I don't know if you guys are aware but Dolphin HD 7 recently came out and its a pretty nice update from the previous version. The download is currently only on Get Jar which is why the Android Market hasn't showed an update available yet but I have uploaded the apk for you guys. Enjoy!


----------



## Carlo (Oct 11, 2011)

Downloaded directly using your links then used my Apps installer from the marketplace to instal it.

Easy peesy


----------



## Martino416 (Oct 19, 2011)

thanks alot!


----------



## Frunple (Sep 8, 2011)

So what's with this dolphin account??? I have it on my phone and I wanted to restore all of my bookmarks onto my TP but there's no way to use it??? Its supposed to backup all your info to the account so you can restore from there.


----------



## piiman (Aug 21, 2011)

Carlo said:


> Downloaded directly using your links then used my Apps installer from the marketplace to instal it.
> 
> Easy peesy


App installer?

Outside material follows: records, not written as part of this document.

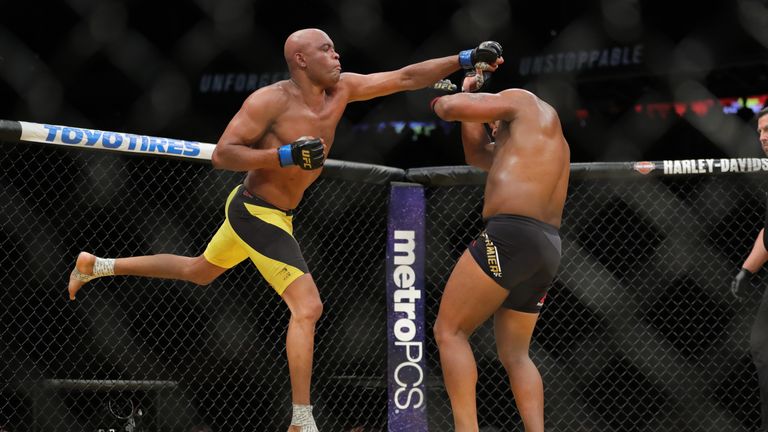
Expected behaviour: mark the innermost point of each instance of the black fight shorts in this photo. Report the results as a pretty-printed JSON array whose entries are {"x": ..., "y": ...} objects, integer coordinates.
[{"x": 522, "y": 255}]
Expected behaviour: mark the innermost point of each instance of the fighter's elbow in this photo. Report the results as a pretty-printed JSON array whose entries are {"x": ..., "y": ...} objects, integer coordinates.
[
  {"x": 216, "y": 159},
  {"x": 444, "y": 109}
]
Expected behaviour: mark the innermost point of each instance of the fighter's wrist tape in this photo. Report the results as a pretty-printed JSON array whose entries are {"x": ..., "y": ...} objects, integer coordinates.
[
  {"x": 284, "y": 155},
  {"x": 465, "y": 59},
  {"x": 433, "y": 102}
]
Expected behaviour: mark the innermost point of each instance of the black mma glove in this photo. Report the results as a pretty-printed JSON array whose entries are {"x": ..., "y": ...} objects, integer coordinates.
[
  {"x": 739, "y": 281},
  {"x": 487, "y": 52},
  {"x": 306, "y": 152}
]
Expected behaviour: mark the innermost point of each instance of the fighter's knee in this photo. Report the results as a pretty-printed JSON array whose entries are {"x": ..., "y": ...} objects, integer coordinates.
[
  {"x": 199, "y": 271},
  {"x": 310, "y": 310},
  {"x": 444, "y": 331},
  {"x": 514, "y": 360}
]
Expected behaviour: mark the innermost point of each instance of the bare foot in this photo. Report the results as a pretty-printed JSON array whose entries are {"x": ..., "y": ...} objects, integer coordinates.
[{"x": 84, "y": 265}]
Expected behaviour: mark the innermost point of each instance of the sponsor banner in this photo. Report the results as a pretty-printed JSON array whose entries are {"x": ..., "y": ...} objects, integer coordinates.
[
  {"x": 605, "y": 59},
  {"x": 407, "y": 403},
  {"x": 708, "y": 166},
  {"x": 114, "y": 141}
]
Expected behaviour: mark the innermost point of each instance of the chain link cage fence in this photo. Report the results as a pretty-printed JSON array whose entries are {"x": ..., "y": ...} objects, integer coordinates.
[
  {"x": 638, "y": 333},
  {"x": 189, "y": 356}
]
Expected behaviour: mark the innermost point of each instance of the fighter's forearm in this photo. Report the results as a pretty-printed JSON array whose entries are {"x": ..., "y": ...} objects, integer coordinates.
[
  {"x": 426, "y": 73},
  {"x": 233, "y": 157}
]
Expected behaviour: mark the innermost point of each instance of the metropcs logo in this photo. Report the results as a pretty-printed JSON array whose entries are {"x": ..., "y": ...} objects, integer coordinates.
[
  {"x": 120, "y": 141},
  {"x": 408, "y": 374}
]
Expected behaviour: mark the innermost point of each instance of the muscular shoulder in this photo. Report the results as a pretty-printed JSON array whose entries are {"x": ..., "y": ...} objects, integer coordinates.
[
  {"x": 274, "y": 97},
  {"x": 519, "y": 96}
]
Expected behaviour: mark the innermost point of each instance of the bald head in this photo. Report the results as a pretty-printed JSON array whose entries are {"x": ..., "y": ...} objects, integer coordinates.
[{"x": 300, "y": 41}]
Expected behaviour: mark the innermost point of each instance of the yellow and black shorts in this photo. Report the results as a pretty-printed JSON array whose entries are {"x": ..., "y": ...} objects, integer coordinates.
[{"x": 255, "y": 229}]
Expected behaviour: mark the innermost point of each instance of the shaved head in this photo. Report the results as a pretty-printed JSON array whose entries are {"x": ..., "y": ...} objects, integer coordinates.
[{"x": 299, "y": 41}]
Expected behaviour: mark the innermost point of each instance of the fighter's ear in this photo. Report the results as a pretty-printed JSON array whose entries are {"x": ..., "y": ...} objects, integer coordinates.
[{"x": 300, "y": 60}]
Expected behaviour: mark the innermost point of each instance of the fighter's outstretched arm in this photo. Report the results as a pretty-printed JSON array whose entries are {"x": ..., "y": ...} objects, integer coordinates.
[
  {"x": 420, "y": 75},
  {"x": 411, "y": 77}
]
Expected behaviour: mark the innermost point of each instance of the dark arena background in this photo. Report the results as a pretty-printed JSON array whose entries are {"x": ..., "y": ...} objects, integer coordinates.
[{"x": 639, "y": 333}]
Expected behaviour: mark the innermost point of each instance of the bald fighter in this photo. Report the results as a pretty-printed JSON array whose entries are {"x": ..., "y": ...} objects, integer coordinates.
[
  {"x": 507, "y": 269},
  {"x": 281, "y": 136}
]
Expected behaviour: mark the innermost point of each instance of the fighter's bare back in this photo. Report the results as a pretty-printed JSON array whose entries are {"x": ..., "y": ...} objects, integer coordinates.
[{"x": 530, "y": 170}]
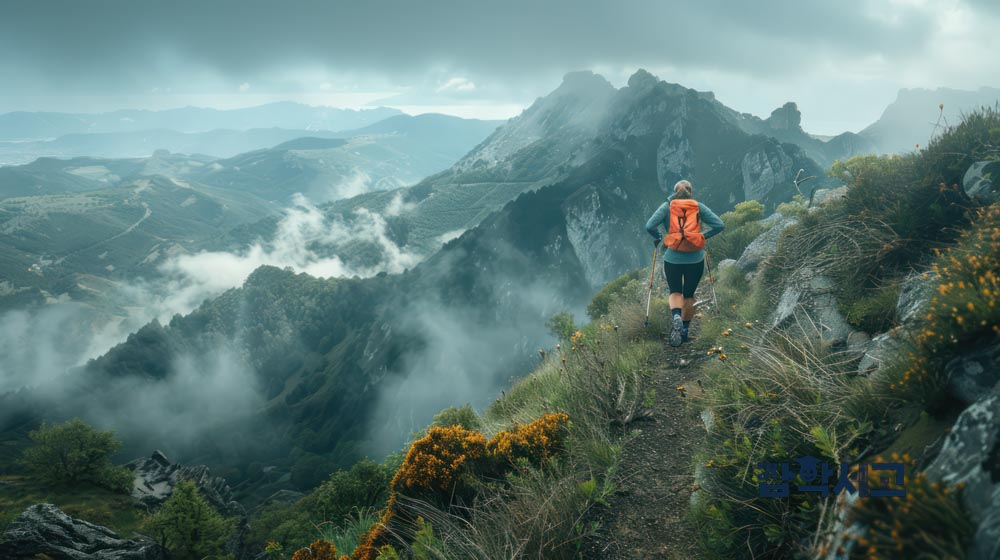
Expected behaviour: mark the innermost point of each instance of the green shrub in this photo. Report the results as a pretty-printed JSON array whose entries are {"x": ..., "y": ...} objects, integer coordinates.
[
  {"x": 963, "y": 310},
  {"x": 561, "y": 325},
  {"x": 463, "y": 416},
  {"x": 873, "y": 312},
  {"x": 74, "y": 452},
  {"x": 601, "y": 302},
  {"x": 189, "y": 527},
  {"x": 744, "y": 212},
  {"x": 731, "y": 243}
]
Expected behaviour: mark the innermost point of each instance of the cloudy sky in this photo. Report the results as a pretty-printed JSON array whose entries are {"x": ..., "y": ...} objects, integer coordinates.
[{"x": 842, "y": 61}]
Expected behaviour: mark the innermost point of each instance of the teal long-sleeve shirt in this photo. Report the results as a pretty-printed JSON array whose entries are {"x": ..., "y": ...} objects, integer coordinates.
[{"x": 660, "y": 217}]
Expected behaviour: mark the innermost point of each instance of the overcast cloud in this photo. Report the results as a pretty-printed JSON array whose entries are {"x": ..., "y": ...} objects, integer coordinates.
[{"x": 841, "y": 61}]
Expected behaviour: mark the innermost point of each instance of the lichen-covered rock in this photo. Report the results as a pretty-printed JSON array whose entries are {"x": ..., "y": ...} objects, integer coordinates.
[
  {"x": 981, "y": 181},
  {"x": 971, "y": 456},
  {"x": 877, "y": 352},
  {"x": 914, "y": 295},
  {"x": 156, "y": 477},
  {"x": 973, "y": 374},
  {"x": 808, "y": 300},
  {"x": 764, "y": 246},
  {"x": 44, "y": 531}
]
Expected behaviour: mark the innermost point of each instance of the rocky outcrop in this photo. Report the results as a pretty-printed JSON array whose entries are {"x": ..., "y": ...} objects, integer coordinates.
[
  {"x": 877, "y": 353},
  {"x": 808, "y": 300},
  {"x": 974, "y": 373},
  {"x": 156, "y": 477},
  {"x": 764, "y": 169},
  {"x": 766, "y": 243},
  {"x": 971, "y": 456},
  {"x": 44, "y": 531},
  {"x": 982, "y": 180}
]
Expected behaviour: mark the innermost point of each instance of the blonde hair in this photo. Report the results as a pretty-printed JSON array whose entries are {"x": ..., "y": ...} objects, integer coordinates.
[{"x": 683, "y": 189}]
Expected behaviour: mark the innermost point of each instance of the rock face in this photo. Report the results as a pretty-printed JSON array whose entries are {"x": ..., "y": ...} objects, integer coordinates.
[
  {"x": 764, "y": 169},
  {"x": 809, "y": 301},
  {"x": 973, "y": 374},
  {"x": 156, "y": 477},
  {"x": 981, "y": 181},
  {"x": 877, "y": 352},
  {"x": 43, "y": 529},
  {"x": 971, "y": 455},
  {"x": 765, "y": 245}
]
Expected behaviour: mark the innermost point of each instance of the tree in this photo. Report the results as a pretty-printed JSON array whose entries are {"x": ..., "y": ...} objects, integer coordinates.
[
  {"x": 189, "y": 527},
  {"x": 75, "y": 452}
]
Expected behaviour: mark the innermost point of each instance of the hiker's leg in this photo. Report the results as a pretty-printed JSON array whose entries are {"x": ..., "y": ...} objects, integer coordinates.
[
  {"x": 687, "y": 311},
  {"x": 674, "y": 276},
  {"x": 675, "y": 283},
  {"x": 692, "y": 276}
]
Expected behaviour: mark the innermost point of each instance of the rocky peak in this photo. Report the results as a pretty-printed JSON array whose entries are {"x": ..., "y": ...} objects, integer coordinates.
[
  {"x": 642, "y": 80},
  {"x": 584, "y": 82},
  {"x": 156, "y": 478},
  {"x": 786, "y": 117}
]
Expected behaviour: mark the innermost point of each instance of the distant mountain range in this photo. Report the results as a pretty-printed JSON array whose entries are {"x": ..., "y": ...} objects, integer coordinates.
[
  {"x": 60, "y": 220},
  {"x": 530, "y": 221},
  {"x": 911, "y": 119},
  {"x": 552, "y": 205},
  {"x": 20, "y": 126}
]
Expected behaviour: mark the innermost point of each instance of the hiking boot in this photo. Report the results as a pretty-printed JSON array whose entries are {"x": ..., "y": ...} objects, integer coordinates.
[{"x": 676, "y": 333}]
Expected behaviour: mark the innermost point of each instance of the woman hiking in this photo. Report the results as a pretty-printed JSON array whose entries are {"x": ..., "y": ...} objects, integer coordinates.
[{"x": 684, "y": 253}]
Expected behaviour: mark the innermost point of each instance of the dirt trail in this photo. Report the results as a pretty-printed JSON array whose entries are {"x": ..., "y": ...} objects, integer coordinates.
[{"x": 647, "y": 518}]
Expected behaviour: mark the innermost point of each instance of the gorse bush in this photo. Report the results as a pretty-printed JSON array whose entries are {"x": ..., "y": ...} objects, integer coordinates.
[
  {"x": 318, "y": 550},
  {"x": 782, "y": 394},
  {"x": 742, "y": 227},
  {"x": 928, "y": 522},
  {"x": 437, "y": 462},
  {"x": 963, "y": 310},
  {"x": 535, "y": 443}
]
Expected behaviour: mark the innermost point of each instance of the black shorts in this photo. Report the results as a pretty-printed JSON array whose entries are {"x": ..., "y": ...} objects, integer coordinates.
[{"x": 683, "y": 278}]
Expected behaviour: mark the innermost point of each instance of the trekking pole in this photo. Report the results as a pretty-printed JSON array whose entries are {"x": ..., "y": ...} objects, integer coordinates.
[
  {"x": 711, "y": 280},
  {"x": 652, "y": 275}
]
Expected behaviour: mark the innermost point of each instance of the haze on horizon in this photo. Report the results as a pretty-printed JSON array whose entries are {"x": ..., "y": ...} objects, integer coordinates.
[{"x": 842, "y": 63}]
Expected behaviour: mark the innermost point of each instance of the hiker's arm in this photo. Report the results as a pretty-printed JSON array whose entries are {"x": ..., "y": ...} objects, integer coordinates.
[
  {"x": 653, "y": 224},
  {"x": 708, "y": 218}
]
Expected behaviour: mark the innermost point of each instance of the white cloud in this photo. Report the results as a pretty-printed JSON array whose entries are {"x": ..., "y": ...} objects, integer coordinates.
[{"x": 457, "y": 84}]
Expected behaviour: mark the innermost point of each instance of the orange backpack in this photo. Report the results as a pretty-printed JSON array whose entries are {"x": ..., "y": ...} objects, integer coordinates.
[{"x": 684, "y": 234}]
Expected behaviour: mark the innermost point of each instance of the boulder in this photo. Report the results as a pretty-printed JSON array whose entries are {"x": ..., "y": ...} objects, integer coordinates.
[
  {"x": 971, "y": 456},
  {"x": 156, "y": 477},
  {"x": 877, "y": 352},
  {"x": 981, "y": 181},
  {"x": 914, "y": 294},
  {"x": 974, "y": 373},
  {"x": 764, "y": 246},
  {"x": 809, "y": 301},
  {"x": 44, "y": 531}
]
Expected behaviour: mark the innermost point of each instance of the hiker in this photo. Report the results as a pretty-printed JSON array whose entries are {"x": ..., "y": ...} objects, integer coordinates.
[{"x": 684, "y": 252}]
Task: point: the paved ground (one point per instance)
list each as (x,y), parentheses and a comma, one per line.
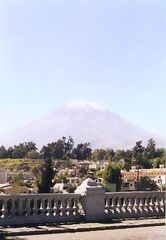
(146,233)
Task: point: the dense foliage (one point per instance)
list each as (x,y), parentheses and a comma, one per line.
(148,156)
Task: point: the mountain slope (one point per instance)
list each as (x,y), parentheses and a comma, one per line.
(84,123)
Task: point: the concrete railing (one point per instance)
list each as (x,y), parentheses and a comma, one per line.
(134,204)
(39,208)
(89,203)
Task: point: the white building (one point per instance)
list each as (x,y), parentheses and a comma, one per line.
(3,177)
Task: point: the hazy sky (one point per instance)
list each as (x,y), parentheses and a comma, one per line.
(108,51)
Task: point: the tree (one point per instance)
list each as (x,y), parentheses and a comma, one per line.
(112,174)
(151,148)
(62,148)
(146,184)
(137,153)
(82,151)
(3,152)
(33,154)
(47,173)
(98,154)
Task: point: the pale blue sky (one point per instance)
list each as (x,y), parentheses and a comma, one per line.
(107,51)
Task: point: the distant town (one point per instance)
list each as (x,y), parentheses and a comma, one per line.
(61,166)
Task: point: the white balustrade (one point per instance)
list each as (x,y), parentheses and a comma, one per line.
(134,204)
(39,208)
(88,203)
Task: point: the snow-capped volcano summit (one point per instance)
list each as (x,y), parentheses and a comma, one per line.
(84,122)
(80,104)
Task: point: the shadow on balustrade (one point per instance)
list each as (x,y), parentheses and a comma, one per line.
(3,237)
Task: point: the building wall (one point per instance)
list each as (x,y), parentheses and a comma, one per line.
(3,177)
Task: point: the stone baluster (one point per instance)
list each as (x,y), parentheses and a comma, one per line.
(4,210)
(62,208)
(28,207)
(48,207)
(135,206)
(12,209)
(140,207)
(124,206)
(112,207)
(151,204)
(129,206)
(68,207)
(75,207)
(162,204)
(41,207)
(156,205)
(20,207)
(107,205)
(55,210)
(146,205)
(35,207)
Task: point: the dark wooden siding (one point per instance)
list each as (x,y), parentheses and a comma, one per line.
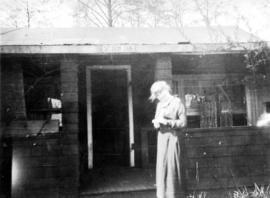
(221,158)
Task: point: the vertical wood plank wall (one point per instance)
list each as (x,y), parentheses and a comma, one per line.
(163,70)
(13,88)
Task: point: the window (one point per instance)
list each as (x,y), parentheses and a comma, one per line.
(212,100)
(42,92)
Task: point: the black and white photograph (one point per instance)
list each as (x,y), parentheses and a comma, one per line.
(135,99)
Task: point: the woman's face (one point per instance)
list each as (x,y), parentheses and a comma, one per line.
(161,94)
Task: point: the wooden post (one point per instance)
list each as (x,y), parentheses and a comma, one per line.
(69,185)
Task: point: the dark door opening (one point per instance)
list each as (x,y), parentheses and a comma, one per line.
(110,120)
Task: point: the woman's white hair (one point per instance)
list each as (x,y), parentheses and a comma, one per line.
(158,86)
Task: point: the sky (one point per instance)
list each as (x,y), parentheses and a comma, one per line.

All you have to do is click on the apk once its downloaded.


----------



## desifun (Oct 22, 2011)

I installed the file provided in the first post here, but when I clicked on that file some HTML viewer opens and shows plenty of pages with some weird numbers and letters. Sorry if this is so stupid but can someone plz help me with this dolphin HD version installation?

Thanks in advance


----------



## ironman (Oct 17, 2011)

desifun said:


> I installed the file provided in the first post here, but when I clicked on that file some HTML viewer opens and shows plenty of pages with some weird numbers and letters. Sorry if this is so stupid but can someone plz help me with this dolphin HD version installation?
> 
> Thanks in advance


1. Open it again and get the HTML viewer app to open it.
2. tap Home to get to home screen then hold Home to view recent apps.
3. note the name of the app that opened the apk and tap Back.
4. menu > settings > applications > manage applications > "name of app" > clear defaults
5. now when you open the apk, if it does not automatically install, choose Package Installer or installer to open it.


----------



## amysor (Oct 22, 2011)

FYI http://forum.xda-developers.com/showthread.php?t=1319529


----------



## ImaComputa (Sep 8, 2011)

amysor said:


> FYI http://forum.xda-developers.com/showthread.php?t=1319529


Wow, that's bad. Glad I haven't used dolphin in forever. Switched to boat browser and then to opera. Looks like boat is spware bullshit, too. Anybody with an account there want to ask if he can check opera? It's the smoothest browser I've used so I really hope it doesn't do the same.


----------



## Carlo (Oct 11, 2011)

I like Dolphin.


----------



## ChronoReverse (Oct 14, 2011)

Well, I'm glad I've been using Opera for a long time now. Shame on the Dolphin devs.


----------